The scion of prime minister-in-waiting and PKR president Anwar Ibrahim and Deputy Prime Minister Wan Azizah Wan Ismail was formerly one of four elected PKR vice-presidents, and the party's state chief in Penang.
"I am resigning as vice-president of the People's Justice Party, and relinquish my appointment as the chair of Keadilan Penang," Ms Nurul Izzah said in a statement, using the English name of PKR. "I will also no longer serve the federal government in any capacity."
The three-term MP, who currently represents Permatang Pauh in Penang, did not explain why she was resigning, but said she would continue to serve as an MP and as a member of the parliamentary backbench.
"There are beliefs and ideals I hold dear, and I feel that I can be most true to them by taking this course of action I am now announcing," she said.
"My only regret is that I should have made this announcement sooner, but it has not been an easy decision to arrive at."
Dubbed "puteri reformasi" (princess of reform) after campaigning for her father's release from prison two decades ago, Ms Nurul Izzah, 38, first stood for election in 2008, and had since risen through the party ranks.
But not everyone within PKR was happy with her political ascent.
"The appointment of Nurul Izzah... as Penang state chief by the party president, who is her father, is highly inappropriate and open to the charge of nepotism," Datuk Seri Anwar's lawyer Latheefa Koya, a PKR member, said yesterday, ahead of Ms Nurul Izzah's announcement.
"It is needless to say that the practice of appointing close relatives to important positions should have no place in a reformist party."
Ms Nurul Izzah was visibly distraught at last month's party convention after a fractious and occasionally violent internal election that pitted Economic Affairs Minister Azmin Ali against Mr Rafizi Ramli, who is widely known to have the support of Ms Nurul Izzah and Datuk Seri Anwar.

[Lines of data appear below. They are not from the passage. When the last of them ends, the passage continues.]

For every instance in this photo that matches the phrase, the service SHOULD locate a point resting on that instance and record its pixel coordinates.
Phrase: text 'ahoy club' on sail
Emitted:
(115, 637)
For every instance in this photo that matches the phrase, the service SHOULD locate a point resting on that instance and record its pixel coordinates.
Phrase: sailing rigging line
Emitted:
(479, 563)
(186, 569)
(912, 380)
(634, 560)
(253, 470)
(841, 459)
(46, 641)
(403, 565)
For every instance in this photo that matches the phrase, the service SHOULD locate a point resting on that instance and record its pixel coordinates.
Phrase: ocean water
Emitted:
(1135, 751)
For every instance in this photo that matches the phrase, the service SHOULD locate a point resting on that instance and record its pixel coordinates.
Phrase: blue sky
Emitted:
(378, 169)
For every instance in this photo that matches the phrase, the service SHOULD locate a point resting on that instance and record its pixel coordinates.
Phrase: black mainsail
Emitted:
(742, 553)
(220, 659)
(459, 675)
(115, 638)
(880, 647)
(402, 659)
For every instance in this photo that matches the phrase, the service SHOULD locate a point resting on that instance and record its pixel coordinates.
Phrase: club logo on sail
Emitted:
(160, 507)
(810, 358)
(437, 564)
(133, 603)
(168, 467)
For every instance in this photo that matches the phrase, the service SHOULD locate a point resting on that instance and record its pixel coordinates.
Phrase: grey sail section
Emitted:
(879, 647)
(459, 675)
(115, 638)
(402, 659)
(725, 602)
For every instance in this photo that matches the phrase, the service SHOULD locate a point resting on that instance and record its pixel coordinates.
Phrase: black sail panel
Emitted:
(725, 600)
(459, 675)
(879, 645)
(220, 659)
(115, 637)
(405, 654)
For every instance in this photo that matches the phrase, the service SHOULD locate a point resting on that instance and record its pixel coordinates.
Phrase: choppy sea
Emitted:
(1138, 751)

"Of course anyone would be distraught. People should be focusing on strengthening our party," she told reporters then, adding that she did not like to see the party going through such a "difficult and arduous process, which is flawed".
Datuk Seri Azmin had edged out Mr Rafizi to retain the party's deputy presidency.
Her colleagues from the PH coalition appeared surprised at her resignation.
Parti Pribumi Bersatu Malaysia's Supreme Council member Rais Hussin said on Twitter that Ms Nurul Izzah would likely retract her party resignation. She responded swiftly with: "Kindly refrain from ever commenting on my behalf."
PKR deputy president Azmin could not offer an explanation for Ms Nurul Izzah's decision, saying: "I will try to talk to her and understand what really happened."
Meanwhile Mr Rafizi tweeted: "She is not withdrawing from politics. I read it as a decision to retain the idealism of the struggle amid the political chaos."
Ms Nurul Izzah's decision comes a day after she reacted negatively to a question about recent party-hopping attempts by Umno politicians, who have left the former ruling party en masse to defect to PH parties.
"Betrayal of mandate given the 9th of May, insults those who are loyal to the cause," she wrote, referring to the date of the recent general election which PH won. "There is no meaning to democracy if Malaysia is governed by elite-based politicking."
Despite being seen as a stand-in for her father when she first contested in 2008, Ms Nurul Izzah has emerged from her parents' shadows to become a respected and well-liked politician.
However, she has taken a step back since PH's historic win at the polls in May this year, some say for her father to take centre stage.